Purpose/Objective: This study examines student enrollment patterns within cyber charter schools in Pennsylvania, a state where elected policymakers tend to view choice as a means for school improvement. Cyber charter schools are advantageous to study in this context because they have fewer enrollment barriers, helping researchers account for constraints found in previous studies.
Research Design: Using consecutive years of student-level enrollment data, we use descriptive statistics and multinomial logistic regression analyses to answer the following questions: Is a particular cyber charter school more popular if it displays relatively higher performance on academic indicators? To what extent do enrollments in the highest performing cyber charter school relate to the demographics of students and school environments that they left?

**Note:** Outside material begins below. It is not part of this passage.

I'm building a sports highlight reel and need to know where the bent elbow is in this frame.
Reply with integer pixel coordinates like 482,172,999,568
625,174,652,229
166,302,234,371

Findings/Results: The findings suggest that despite the more accessible choice sets inherent in the cyber charter school sector, academic performance indicators still are not linked to popularity within the sector. Enrollment clustering persists along student demographics and feeder district traits.
Conclusions/Recommendations: These findings suggest that even in the cyber charter school sector where key enrollment restrictions are removed, inequitable enrollment patterns persist. These findings continue to challenge basic assumptions used in school choice policy framing. Policymakers should consider this evidence when and if they design and implement charter school policy, creating policy that accounts for inequitable enrollments that occur under current policy logic.